Reputation: 44998
I need to extract parts of a string using regex in Python.
I'm good with basic regex but I'm terrible at lookarounds. I've shown two sample records below. The last big is always a currency field e.g. in the first one it is 4,76. In the second one it is 2,00. The second has an account number that is the pattern of \d{6}-\d{6}. Anything after that is the currency.

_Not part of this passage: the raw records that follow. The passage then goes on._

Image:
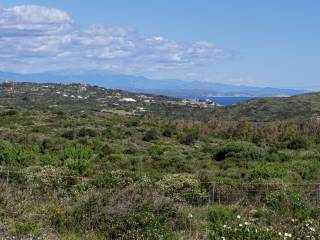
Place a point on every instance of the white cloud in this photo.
(34, 38)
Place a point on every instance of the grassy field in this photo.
(108, 176)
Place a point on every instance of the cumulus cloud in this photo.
(35, 38)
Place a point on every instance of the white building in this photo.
(127, 100)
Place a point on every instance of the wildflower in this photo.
(288, 235)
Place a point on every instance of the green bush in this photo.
(289, 203)
(84, 132)
(221, 215)
(15, 154)
(77, 158)
(189, 137)
(131, 213)
(183, 187)
(241, 150)
(150, 135)
(298, 143)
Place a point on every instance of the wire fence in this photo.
(242, 193)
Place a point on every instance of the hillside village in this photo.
(85, 97)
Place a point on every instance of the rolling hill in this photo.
(304, 106)
(171, 87)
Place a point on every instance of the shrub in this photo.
(289, 203)
(105, 150)
(189, 137)
(298, 143)
(169, 131)
(221, 215)
(84, 132)
(131, 213)
(14, 154)
(69, 134)
(183, 187)
(150, 135)
(77, 158)
(241, 150)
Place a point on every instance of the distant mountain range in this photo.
(172, 88)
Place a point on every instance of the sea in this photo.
(225, 101)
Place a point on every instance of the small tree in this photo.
(150, 135)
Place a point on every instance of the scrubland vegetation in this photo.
(95, 175)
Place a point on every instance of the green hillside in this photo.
(97, 168)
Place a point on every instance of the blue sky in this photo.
(261, 43)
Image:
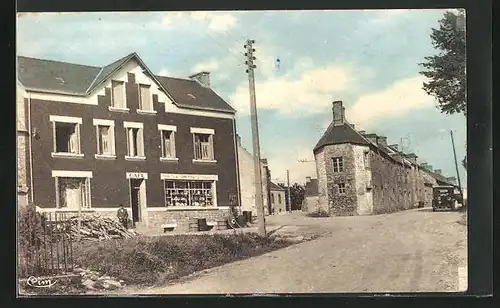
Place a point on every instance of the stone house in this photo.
(278, 201)
(359, 173)
(311, 195)
(99, 137)
(247, 180)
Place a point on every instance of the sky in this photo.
(366, 58)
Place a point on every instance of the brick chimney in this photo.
(202, 78)
(338, 113)
(382, 140)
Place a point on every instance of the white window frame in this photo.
(191, 177)
(141, 109)
(172, 129)
(342, 188)
(113, 106)
(64, 119)
(140, 145)
(111, 124)
(339, 163)
(204, 131)
(87, 175)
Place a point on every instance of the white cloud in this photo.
(397, 100)
(164, 72)
(306, 93)
(290, 161)
(209, 66)
(216, 21)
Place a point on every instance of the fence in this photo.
(45, 244)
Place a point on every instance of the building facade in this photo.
(360, 174)
(163, 147)
(278, 198)
(247, 180)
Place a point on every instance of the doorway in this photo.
(137, 199)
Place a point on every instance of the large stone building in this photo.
(92, 138)
(360, 174)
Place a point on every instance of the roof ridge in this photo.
(56, 61)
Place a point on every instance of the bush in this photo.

24.02 24.02VALINTATALO MEGAHERTSI4,76-
24.02 24.02DOE MRIDANG 157235-1234582,00-
Could you help me out with this regex? What I've written so far is given below but it considers everything after the 'dash' in the account number to be the currency.
.*?(\d\d\.\d\d)(.*?)\s*(?<!\d{6}-\d{6})(\d*,\d\d)
Thanks in advance
Upvotes: 0
Views: 253
Reputation: 3725
This seems to work:
.*?(\d\d\.\d\d)(.*?)(?:\d{6}-\d{6})?(\d*,\d\d)
Explanation: (?:\d{6}-\d{6}) sees the account number but doesn't remember it. The question mark after it allows the account number to be absent. The reason we don't want to remember the account number is that it throws off the index that we access with match.group(3). I.e., it could be at index 4 if the account number were present.
Upvotes: 1
Reputation: 988
(?<=\d{6}-\d{6}|[A-Z ])[0-9,]+(?=-$)
This regex matches the first string of digits and commas that is preceded by either an account number or a letter or a space and has a dash after it which is the last character of the line/string.
Upvotes: 0
Reputation: 336158
(?<=\b\d{6}-\d{6}|[^-\d])\d+?,\d\d
will match a "currency" that's either preceded by an account number or anything else (except for a hyphen). Is that sufficient?
Upvotes: 0
Reputation: 10536
import re
def extract_current(s):
s = s[s.rfind(' ')+1:-1]
s = re.sub('\d{6}-\d{6}', '', s)
s = re.sub('[A-Z]+', '', s)
return s
print extract_current('24.02 24.02VALINTATALO MEGAHERTSI4,76-')
print extract_current('24.02 24.02DOE MRIDANG 157235-1234582,00-')
Output:
4,76
2,00
Upvotes: 1